I've never been with one of the huge contractors, but the teachers and everyone says they all know who the best guys are. That whole 'cream of the crop' analogy right.


----------



## erich7502 (Feb 12, 2007)

I have a simalar problem. here is the scenerio.

Company that was worked for went bankrupt, no one is available and there was no license requirements for Limited Energy in the first place. then moved to a new state and that state requires a license. I have met many licensed people who have had their hours verified by another contractor on their letterhead. Thus the state gave them the ability to take the exam.


----------



## mickeyco (May 13, 2006)

Maybe old pay stubs if you have them? You could try contacting your old boss and ask him to put your hours/experience down on old company letterhead (make your own if not available).
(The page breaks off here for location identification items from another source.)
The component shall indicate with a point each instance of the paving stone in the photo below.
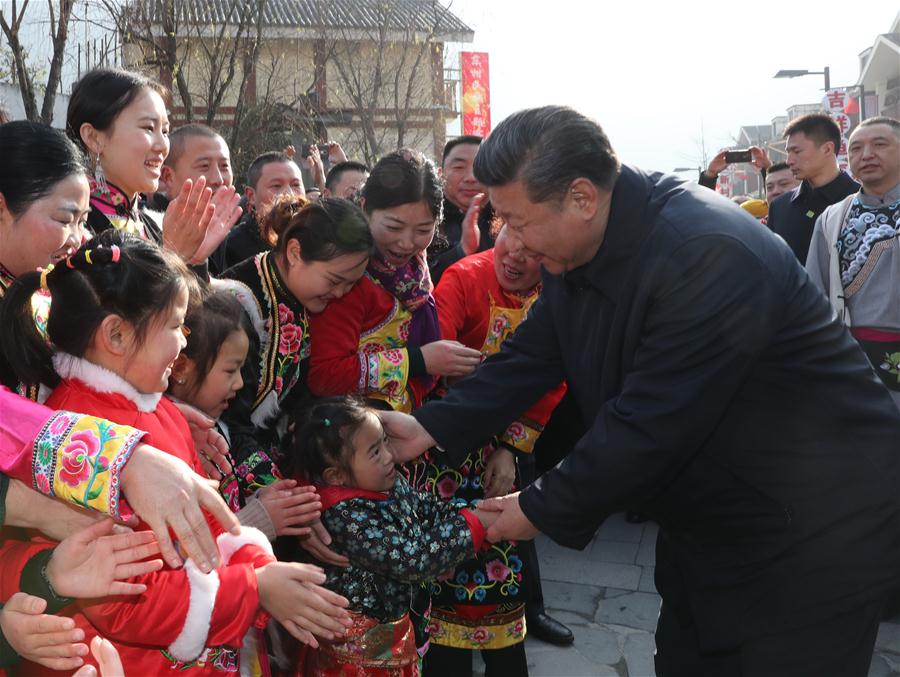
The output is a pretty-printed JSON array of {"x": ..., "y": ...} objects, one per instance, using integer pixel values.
[
  {"x": 646, "y": 584},
  {"x": 567, "y": 662},
  {"x": 888, "y": 638},
  {"x": 561, "y": 564},
  {"x": 621, "y": 552},
  {"x": 599, "y": 645},
  {"x": 639, "y": 648},
  {"x": 574, "y": 597},
  {"x": 637, "y": 610},
  {"x": 615, "y": 528},
  {"x": 880, "y": 667}
]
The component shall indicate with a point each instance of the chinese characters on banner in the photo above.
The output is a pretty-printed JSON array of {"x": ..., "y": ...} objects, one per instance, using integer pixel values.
[
  {"x": 476, "y": 93},
  {"x": 836, "y": 102}
]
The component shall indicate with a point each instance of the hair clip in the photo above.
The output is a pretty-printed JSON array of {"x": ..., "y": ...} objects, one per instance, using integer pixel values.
[{"x": 44, "y": 272}]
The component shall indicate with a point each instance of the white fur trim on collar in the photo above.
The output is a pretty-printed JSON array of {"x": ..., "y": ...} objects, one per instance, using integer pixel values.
[
  {"x": 229, "y": 543},
  {"x": 192, "y": 639},
  {"x": 103, "y": 380}
]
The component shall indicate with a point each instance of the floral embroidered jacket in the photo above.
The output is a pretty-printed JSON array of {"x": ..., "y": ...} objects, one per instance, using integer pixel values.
[
  {"x": 34, "y": 438},
  {"x": 40, "y": 447},
  {"x": 111, "y": 208},
  {"x": 476, "y": 311},
  {"x": 186, "y": 620},
  {"x": 359, "y": 346},
  {"x": 393, "y": 540},
  {"x": 274, "y": 373}
]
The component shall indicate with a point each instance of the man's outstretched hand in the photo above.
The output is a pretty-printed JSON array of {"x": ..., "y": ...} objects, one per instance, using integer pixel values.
[
  {"x": 408, "y": 439},
  {"x": 511, "y": 524}
]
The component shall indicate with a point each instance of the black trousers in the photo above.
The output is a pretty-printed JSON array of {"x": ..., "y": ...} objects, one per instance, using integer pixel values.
[
  {"x": 531, "y": 581},
  {"x": 838, "y": 647},
  {"x": 445, "y": 661}
]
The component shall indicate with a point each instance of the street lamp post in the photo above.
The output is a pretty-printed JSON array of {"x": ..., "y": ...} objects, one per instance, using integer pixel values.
[{"x": 798, "y": 73}]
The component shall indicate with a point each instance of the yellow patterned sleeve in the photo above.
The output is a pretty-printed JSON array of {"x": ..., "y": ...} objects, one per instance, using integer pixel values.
[
  {"x": 79, "y": 459},
  {"x": 522, "y": 435},
  {"x": 383, "y": 374}
]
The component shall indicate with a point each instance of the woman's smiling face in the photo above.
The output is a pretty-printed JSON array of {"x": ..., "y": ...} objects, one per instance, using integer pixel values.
[{"x": 402, "y": 232}]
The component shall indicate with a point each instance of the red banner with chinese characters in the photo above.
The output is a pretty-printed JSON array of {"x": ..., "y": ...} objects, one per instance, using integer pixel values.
[{"x": 476, "y": 93}]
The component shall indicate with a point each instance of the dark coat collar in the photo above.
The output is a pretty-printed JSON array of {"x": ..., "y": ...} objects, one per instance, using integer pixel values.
[
  {"x": 630, "y": 221},
  {"x": 833, "y": 191}
]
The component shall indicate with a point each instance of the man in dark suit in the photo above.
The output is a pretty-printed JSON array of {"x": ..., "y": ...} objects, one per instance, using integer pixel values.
[{"x": 722, "y": 398}]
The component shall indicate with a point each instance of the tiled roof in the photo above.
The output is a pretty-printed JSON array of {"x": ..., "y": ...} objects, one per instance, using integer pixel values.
[{"x": 361, "y": 15}]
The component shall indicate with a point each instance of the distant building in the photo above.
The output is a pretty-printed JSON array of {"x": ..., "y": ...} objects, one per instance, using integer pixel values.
[
  {"x": 879, "y": 73},
  {"x": 306, "y": 49}
]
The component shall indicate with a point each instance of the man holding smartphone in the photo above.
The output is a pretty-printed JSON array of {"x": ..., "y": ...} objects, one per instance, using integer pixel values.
[
  {"x": 722, "y": 398},
  {"x": 754, "y": 155}
]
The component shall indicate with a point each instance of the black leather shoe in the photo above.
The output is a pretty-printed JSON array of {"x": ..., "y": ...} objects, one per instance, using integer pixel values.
[{"x": 549, "y": 630}]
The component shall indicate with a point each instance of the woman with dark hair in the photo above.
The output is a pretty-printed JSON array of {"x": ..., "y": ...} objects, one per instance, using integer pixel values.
[
  {"x": 322, "y": 250},
  {"x": 43, "y": 207},
  {"x": 119, "y": 119},
  {"x": 382, "y": 340}
]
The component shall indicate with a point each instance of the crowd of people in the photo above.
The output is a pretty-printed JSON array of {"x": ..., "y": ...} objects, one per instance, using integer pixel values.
[{"x": 374, "y": 369}]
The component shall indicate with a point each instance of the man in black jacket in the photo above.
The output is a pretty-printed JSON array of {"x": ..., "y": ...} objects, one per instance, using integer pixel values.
[
  {"x": 813, "y": 142},
  {"x": 722, "y": 396},
  {"x": 460, "y": 189}
]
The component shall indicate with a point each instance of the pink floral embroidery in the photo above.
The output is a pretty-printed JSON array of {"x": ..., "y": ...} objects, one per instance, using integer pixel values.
[
  {"x": 447, "y": 575},
  {"x": 59, "y": 425},
  {"x": 76, "y": 466},
  {"x": 516, "y": 431},
  {"x": 291, "y": 336},
  {"x": 497, "y": 571},
  {"x": 43, "y": 484},
  {"x": 447, "y": 487},
  {"x": 285, "y": 314},
  {"x": 481, "y": 636}
]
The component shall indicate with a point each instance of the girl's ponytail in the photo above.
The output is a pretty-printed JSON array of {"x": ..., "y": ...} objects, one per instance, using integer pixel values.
[
  {"x": 26, "y": 351},
  {"x": 111, "y": 274}
]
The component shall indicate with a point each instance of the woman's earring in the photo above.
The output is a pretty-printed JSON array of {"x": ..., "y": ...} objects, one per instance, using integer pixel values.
[{"x": 99, "y": 176}]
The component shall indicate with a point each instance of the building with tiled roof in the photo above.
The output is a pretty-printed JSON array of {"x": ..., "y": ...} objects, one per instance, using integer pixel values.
[{"x": 366, "y": 73}]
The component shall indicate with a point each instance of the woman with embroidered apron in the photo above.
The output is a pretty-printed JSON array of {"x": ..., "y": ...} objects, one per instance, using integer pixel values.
[
  {"x": 480, "y": 605},
  {"x": 382, "y": 340},
  {"x": 322, "y": 251},
  {"x": 118, "y": 118}
]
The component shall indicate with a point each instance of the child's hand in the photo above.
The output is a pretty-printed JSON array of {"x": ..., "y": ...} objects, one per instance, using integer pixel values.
[
  {"x": 107, "y": 658},
  {"x": 290, "y": 506},
  {"x": 499, "y": 473},
  {"x": 317, "y": 545},
  {"x": 91, "y": 563},
  {"x": 292, "y": 593},
  {"x": 52, "y": 641},
  {"x": 486, "y": 517}
]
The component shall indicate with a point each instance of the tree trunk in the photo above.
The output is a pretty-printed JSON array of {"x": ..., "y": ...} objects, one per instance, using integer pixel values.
[{"x": 60, "y": 34}]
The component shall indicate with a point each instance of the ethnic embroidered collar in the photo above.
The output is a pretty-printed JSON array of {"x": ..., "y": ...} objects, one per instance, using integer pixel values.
[
  {"x": 103, "y": 380},
  {"x": 6, "y": 279}
]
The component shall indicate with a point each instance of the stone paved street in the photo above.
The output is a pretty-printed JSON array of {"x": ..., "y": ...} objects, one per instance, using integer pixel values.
[{"x": 606, "y": 595}]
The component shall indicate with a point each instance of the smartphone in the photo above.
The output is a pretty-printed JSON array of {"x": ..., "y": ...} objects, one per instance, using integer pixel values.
[{"x": 733, "y": 156}]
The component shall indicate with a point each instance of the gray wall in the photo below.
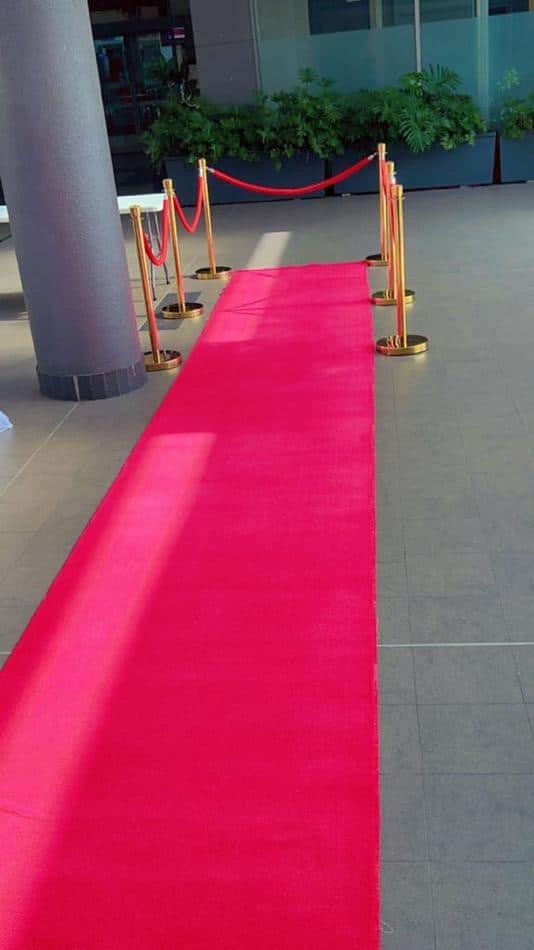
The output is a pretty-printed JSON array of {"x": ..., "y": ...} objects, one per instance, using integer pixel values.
[{"x": 224, "y": 41}]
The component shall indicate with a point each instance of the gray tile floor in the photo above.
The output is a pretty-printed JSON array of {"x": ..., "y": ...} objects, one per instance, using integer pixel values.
[{"x": 455, "y": 439}]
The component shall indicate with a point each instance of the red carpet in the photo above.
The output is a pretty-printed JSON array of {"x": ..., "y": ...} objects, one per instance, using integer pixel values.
[{"x": 188, "y": 737}]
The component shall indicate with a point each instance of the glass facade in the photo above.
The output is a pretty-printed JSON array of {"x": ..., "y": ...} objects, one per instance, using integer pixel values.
[
  {"x": 371, "y": 43},
  {"x": 141, "y": 50}
]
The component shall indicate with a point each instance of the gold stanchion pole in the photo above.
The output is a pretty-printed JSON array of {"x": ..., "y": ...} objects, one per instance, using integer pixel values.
[
  {"x": 180, "y": 309},
  {"x": 381, "y": 260},
  {"x": 156, "y": 359},
  {"x": 388, "y": 297},
  {"x": 402, "y": 343},
  {"x": 214, "y": 271}
]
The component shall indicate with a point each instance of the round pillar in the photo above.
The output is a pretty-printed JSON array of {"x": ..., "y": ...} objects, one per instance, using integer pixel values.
[{"x": 57, "y": 176}]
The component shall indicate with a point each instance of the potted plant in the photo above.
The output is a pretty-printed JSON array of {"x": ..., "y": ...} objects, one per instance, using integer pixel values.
[
  {"x": 434, "y": 133},
  {"x": 517, "y": 128},
  {"x": 280, "y": 140}
]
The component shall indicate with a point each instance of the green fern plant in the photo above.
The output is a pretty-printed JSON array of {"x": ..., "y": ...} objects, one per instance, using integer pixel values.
[{"x": 434, "y": 112}]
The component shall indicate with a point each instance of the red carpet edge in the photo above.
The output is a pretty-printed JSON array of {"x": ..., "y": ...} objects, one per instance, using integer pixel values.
[{"x": 188, "y": 727}]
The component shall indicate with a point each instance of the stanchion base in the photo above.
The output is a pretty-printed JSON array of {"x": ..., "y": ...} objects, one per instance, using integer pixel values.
[
  {"x": 173, "y": 311},
  {"x": 385, "y": 298},
  {"x": 388, "y": 346},
  {"x": 220, "y": 273},
  {"x": 169, "y": 359},
  {"x": 376, "y": 260}
]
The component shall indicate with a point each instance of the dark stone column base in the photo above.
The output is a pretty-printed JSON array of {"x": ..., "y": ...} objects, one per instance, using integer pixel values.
[{"x": 94, "y": 385}]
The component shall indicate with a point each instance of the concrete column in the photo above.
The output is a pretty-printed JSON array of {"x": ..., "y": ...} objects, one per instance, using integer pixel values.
[
  {"x": 225, "y": 50},
  {"x": 58, "y": 181}
]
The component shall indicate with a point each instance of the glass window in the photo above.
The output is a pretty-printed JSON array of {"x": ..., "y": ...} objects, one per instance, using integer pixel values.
[
  {"x": 508, "y": 6},
  {"x": 432, "y": 10},
  {"x": 332, "y": 16},
  {"x": 113, "y": 11}
]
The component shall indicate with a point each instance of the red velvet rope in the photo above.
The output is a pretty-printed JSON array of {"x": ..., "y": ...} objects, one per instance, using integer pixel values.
[
  {"x": 293, "y": 192},
  {"x": 191, "y": 227},
  {"x": 158, "y": 261}
]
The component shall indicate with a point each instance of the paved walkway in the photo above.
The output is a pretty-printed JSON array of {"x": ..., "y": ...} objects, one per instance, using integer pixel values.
[{"x": 456, "y": 535}]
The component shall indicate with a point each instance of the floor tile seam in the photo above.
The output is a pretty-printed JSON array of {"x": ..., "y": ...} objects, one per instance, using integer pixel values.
[
  {"x": 529, "y": 773},
  {"x": 484, "y": 644},
  {"x": 525, "y": 703},
  {"x": 38, "y": 449},
  {"x": 450, "y": 862},
  {"x": 427, "y": 825},
  {"x": 426, "y": 815}
]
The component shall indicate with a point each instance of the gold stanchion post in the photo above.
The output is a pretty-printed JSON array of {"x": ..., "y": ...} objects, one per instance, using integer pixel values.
[
  {"x": 180, "y": 309},
  {"x": 214, "y": 271},
  {"x": 156, "y": 359},
  {"x": 402, "y": 343},
  {"x": 381, "y": 260},
  {"x": 388, "y": 297}
]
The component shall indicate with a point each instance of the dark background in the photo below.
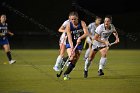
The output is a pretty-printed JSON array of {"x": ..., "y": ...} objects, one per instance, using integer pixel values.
[{"x": 36, "y": 22}]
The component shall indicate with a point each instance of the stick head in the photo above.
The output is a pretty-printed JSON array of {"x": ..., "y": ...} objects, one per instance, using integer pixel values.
[{"x": 58, "y": 75}]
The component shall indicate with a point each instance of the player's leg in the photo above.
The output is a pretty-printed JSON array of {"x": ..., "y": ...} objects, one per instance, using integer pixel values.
[
  {"x": 7, "y": 51},
  {"x": 102, "y": 60},
  {"x": 89, "y": 48},
  {"x": 87, "y": 51},
  {"x": 88, "y": 62},
  {"x": 59, "y": 58},
  {"x": 73, "y": 61}
]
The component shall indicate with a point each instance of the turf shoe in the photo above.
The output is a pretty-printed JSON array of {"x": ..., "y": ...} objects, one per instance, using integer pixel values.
[
  {"x": 12, "y": 61},
  {"x": 56, "y": 68},
  {"x": 100, "y": 72},
  {"x": 66, "y": 77},
  {"x": 85, "y": 74}
]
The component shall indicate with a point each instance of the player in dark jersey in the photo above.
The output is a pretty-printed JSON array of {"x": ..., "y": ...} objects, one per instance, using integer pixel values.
[
  {"x": 4, "y": 39},
  {"x": 76, "y": 31}
]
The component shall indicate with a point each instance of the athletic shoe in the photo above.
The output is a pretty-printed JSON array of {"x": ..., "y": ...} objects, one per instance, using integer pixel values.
[
  {"x": 85, "y": 74},
  {"x": 12, "y": 61},
  {"x": 56, "y": 68},
  {"x": 65, "y": 58},
  {"x": 66, "y": 77},
  {"x": 84, "y": 58},
  {"x": 100, "y": 72}
]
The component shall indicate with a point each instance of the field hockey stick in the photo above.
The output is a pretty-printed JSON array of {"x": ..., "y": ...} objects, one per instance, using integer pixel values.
[
  {"x": 58, "y": 75},
  {"x": 85, "y": 43},
  {"x": 111, "y": 44}
]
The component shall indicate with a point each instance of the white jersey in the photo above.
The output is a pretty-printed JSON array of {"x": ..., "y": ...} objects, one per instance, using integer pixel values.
[
  {"x": 104, "y": 34},
  {"x": 63, "y": 36},
  {"x": 91, "y": 29}
]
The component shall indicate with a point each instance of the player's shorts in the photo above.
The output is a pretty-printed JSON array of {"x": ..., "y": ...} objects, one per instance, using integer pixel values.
[
  {"x": 63, "y": 39},
  {"x": 4, "y": 41},
  {"x": 79, "y": 47},
  {"x": 97, "y": 45},
  {"x": 88, "y": 40}
]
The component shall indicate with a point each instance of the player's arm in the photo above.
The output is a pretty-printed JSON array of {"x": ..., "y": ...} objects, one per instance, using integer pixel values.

See if an affidavit from you or your old boss/company will suffice. Another place to get proof is the unemployment/employment office they have your work history for a few years back, I suppose your w2 or 1099 forms could also prove employment.


----------



## mickeyco (May 13, 2006)

mdshunk said:


> Nobody cares that you just did a rack of identical offsets.


Just saw this, I appreciate a rack of identical offsets, to me it's like a piece of art.


----------



## faber307 (Jan 7, 2007)

Sparky Joe said:


> Wow, robert never heard you come down so hard on the union. My comment had nothing to do with either side of that subject.
> 
> Gettin in cause you're family still goes on, doesn't mean anything though, I've met plenty that are great and also plenty aren't worth a damn.
> 
> ...


 
Hey Joe!

Ever been called a "Shoppie"?


----------



## Sparky Joe (Apr 29, 2006)

Tab Faber said:


> Hey Joe!
> 
> Ever been called a "Shoppie"?


Never been called a "shoppie", though I'm sure I am, as are most guys I know well with this shop.

I started driving my new hot looking black with tan lettering van to school this week (we do day school here). And have been hearing lots of off color comments about it through the corner of my eye.

Doesn't bother me, I like all comments about the treatment I'm getting. Even the guys at the shop make comments about how my van is an older year than theirs. I assume it to be about the fact that they didn't get a van as soon as me.

And that last fact I contribute to not seeing their name here in the most popular 'work talk' forum around.


----------



## skeeter (May 18, 2007)

I have been told that former foreman can also write you a letter in Colorado. I'm not sure if this is true, but worth a try. I would call Co. Electrical board to verify. I know that employers are not obligated to give you a letter, or an affidavit, only to register you as an apprentice. Hope this helps.


----------